Homeownership in the U.S. hit new lows during the second quarter, while home prices are slowly on the increase.

According to the Commerce Department, homeownership slipped to 19-year lows with more Americans deciding to rent than own. The Commerce Department's seasonally adjusted rate for homeownership dropped to 64.8 percent, which is the lowest level since 1995's second quarter. The rate's peak was 69.4 percent in 2004 but has been at 65 percent during the first three months of 2013.

The S&P/Case-Shiller Home Price Indices, which measured U.S. home prices in 20 major cities, reported property values increased compared to May 2013, but it is the smallest year-to-year jump since February 2013.

"Home prices rose at their slowest pace since February of last year," said S&P Dow Jones Indices' Index Committee Chairman David M. Blitzer. "The 10- and 20-City Composites posted just over 9 [percent], well below expectations. Month-to-month, all cities are posting gains before seasonal adjustment; after seasonal adjustment 14 of 20 were lower."

According to Blitzer, nine cities saw double-digit increases in May compared to 2013, including Las Vegas with 16.9 percent, San Francisco with 13.2 percent, San Diego with 12.4 percent, Los Angeles with 12.3 percent, Tampa with 10.2 percent and Portland with 10 percent.

"Housing has been turning in mixed economic numbers in the last few months. Prices and sales of existing homes have shown improvement while construction and sales of new homes continue to lag," added Blitzer. "At the same time, the broader economy and especially employment are showing larger improvements and substantial gains."

Bloomberg's survey of 30 economists had projected a year-over-year increase of 9.9 percent. Bloomberg also suggested higher mortgage rates and stricter lending policies have hurt sales.

"This time last year, prices began to grow at double-digit yearly rates; with this in mind, a smaller increase over a higher base is a healthy sign," noted analysts at IHS Global Insight in a note to investors, via CBS News. "Since home price appreciation is closely tied to the economic health of the cities covered in the index, this report suggests that home price growth is fueled by fundamentals, and not a speculative bubble."

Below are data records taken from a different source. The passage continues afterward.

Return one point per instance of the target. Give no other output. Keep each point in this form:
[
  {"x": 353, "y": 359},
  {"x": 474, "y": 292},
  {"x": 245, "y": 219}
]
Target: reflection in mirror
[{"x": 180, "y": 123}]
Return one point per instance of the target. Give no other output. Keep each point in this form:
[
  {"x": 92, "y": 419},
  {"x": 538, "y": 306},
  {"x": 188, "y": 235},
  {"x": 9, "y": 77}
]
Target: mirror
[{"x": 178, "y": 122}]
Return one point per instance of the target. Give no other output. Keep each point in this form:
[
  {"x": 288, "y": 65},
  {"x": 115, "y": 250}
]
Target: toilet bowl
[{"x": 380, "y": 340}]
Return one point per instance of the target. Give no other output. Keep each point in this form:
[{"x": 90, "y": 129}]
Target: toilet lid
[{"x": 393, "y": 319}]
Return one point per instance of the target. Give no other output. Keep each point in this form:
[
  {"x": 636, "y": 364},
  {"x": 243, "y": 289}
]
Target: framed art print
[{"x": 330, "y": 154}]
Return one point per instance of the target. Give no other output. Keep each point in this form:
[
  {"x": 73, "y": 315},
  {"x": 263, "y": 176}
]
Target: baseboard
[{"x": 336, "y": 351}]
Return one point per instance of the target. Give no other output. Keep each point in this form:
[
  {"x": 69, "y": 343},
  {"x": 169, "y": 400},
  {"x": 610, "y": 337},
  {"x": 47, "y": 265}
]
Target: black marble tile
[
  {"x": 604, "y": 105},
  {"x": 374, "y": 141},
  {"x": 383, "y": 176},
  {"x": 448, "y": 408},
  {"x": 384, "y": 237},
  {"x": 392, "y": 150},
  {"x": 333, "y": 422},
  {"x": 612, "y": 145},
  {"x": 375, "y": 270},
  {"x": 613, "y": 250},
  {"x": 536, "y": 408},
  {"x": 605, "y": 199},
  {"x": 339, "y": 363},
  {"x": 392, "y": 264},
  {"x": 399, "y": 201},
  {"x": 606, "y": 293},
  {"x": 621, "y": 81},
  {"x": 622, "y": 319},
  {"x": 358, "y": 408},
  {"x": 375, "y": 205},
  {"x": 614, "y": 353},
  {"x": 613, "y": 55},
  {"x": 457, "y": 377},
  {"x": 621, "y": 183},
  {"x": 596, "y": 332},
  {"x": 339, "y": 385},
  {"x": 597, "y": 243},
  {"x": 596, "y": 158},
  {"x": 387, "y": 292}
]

The numbers come as the National Association of Realtors (NAR) reported pending home sales slipped 1.1 points in June and 7.3 percent from 2013.

"Activity is notably higher than earlier this year as prices have moderated and inventory levels have improved," said NAR Chief Economist Lawrence Yun. "However, supply shortages still exist in parts of the country, wages are flat, and tight credit conditions are deterring a higher number of potential buyers from fully taking advantage of lower interest rates."